Pour l’avocat, la seule demande de Mme Hanoune était qu’on fasse cesser la campagne pour le 5e mandat (prévue à l’époque) et que le gouvernement Bedoui démissionne…

Comme écrit dans Reporters dans son édition du mardi 14 mai, le collectif de défense de la secrétaire générale du Parti des Travailleurs (PT) s’est rendu hier mercredi au Tribunal militaire de Blida pour un «examen plus approfondi» du dossier de leur cliente. Pour les avocats de Louisa Hanoune, il s’est agi de faire une lecture attentive de sa déposition par rapport aux charges d’«atteinte à l’autorité de l’Armée et complot contre l’autorité de l’Etat» retenues contre elles dans l’affaire des deux ex-généraux des services de renseignement, Toufik et Tartag, ainsi que du frère et de l’ancien conseiller de l’ancien président Bouteflika.
Selon un membre du collectif de défense, Maître Rachid Khane, «Louisa Hanoune a pris part à une réunion en date du 27 mars uniquement, elle n’était pas présente à celle qui a eu lieu le 30 mars.
Elle a rencontré le frère conseiller du président Said Bouteflika et son intervention a porté sur un seul sujet : la demande que le gouvernement cesse sa campagne pour le 5e mandat, la démission du gouvernement Bedoui, ainsi que la dissolution des deux Chambres du Parlement. Elle a également demandé l’activation des articles 07 et 08 de la Constitution. A aucun moment dans sa discussion avec Saïd Bouteflika, elle n’a eu à évoquer l’Armée ou le changement de régime», affirme l’avocat.

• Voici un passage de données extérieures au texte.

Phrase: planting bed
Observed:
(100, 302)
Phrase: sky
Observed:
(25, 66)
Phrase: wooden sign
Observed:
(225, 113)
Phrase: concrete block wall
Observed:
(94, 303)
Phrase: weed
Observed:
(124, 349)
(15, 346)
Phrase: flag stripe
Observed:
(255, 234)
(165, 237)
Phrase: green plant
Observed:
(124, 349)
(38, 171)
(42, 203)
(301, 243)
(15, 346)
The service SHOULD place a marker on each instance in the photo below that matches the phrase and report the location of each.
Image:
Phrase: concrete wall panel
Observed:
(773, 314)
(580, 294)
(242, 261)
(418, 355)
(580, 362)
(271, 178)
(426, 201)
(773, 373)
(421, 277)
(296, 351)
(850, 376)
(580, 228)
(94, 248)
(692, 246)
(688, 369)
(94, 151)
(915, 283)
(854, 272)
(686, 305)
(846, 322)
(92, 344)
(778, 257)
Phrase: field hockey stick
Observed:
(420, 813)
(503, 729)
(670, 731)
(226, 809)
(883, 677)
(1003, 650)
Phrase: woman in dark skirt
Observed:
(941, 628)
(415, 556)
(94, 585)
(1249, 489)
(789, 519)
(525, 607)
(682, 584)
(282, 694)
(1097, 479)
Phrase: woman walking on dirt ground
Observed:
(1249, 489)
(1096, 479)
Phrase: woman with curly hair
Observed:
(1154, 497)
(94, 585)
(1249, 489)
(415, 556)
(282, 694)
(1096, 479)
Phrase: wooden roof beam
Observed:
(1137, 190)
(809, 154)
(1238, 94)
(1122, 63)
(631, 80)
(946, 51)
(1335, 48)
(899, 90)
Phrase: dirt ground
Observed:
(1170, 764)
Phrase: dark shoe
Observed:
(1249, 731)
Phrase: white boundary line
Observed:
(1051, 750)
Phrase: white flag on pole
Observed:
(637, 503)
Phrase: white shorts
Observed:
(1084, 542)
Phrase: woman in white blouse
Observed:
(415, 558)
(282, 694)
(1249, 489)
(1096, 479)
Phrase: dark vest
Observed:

A la question s’il y avait d’autres personnalités à la rencontre du 27 mars, l’avocat affirme n’avoir pas d’indications à ce sujet et que ce qui intéresse le collectif chargé de la défense de Mme Hanoune est de s’en tenir à sa déposition et au fait qu’elle «n’a rien à voir avec les accusations» retenues contre elle.
«Mme Hanoune n’a ni conspiré ni comploté contre l’institution militaire et son haut commandement», a indiqué Maître Khane en précisant que le «complot contre l’Armée est selon l’article 284 du Code militaire puni par une peine allant de 5 à 10 ans de réclusion criminelle et que le «complot contre l’Etat est passible de peine capitale selon l’article 77 du code pénal». «Le parquet militaire écoute les témoins sur cette affaire et les chefs d’inculpations peuvent changer en fonction de l’évolution de l’enquête», souligne pour sa part Maître Boudjemaâ Ghechir, lui aussi membre du collectif de défense. «La prévenue peut être jugée sur d’autres chefs d’inculpations qui impliquent inéluctablement le recours à d’autres articles de lois», poursuit Maître Ghechir qui insiste sur le fait que la secrétaire générale du PT «n’a aucunement enfreint la loi ni ne s’est rendue coupable d’actes attentatoires à l’Etat et à l’Armée».
A la question si le témoignage de l’ancien général Khaled Nezzar pourrait être d’un impact sur le dossier de Mme Hanoune, l’avocat Boudjemaâ Ghechir déclare que «M. Nezzar a été convoqué comme un témoin à charge contre Said Bouteflika qu’il a accusé publiquement d’avoir voulu démettre le chef d’état-major de l’ANP Ahmed Gaid Salah». «Il a dévoilé le contenu d’une discussion qu’il a eue avec le frère et conseiller de l’ex-président de la République, Saïd Bouteflika, les 7 et 30 mars derniers». Cela n’a pas de lien avec la secrétaire générale du PT. Les chefs d’inculpations retenues contre elle suivant les articles 284 du code de justice militaire et 77 du Code pénal peuvent changer en fonction de l’évolution de l’enquête, a-t-il ajouté en substance.
Pour rappel Louisa Hanoune est placée en détention préventive depuis le 9 mai dernier. Selon Maître Rachid Khane, un des membres du collectif, elle est «en bonne santé et elle a un bon moral».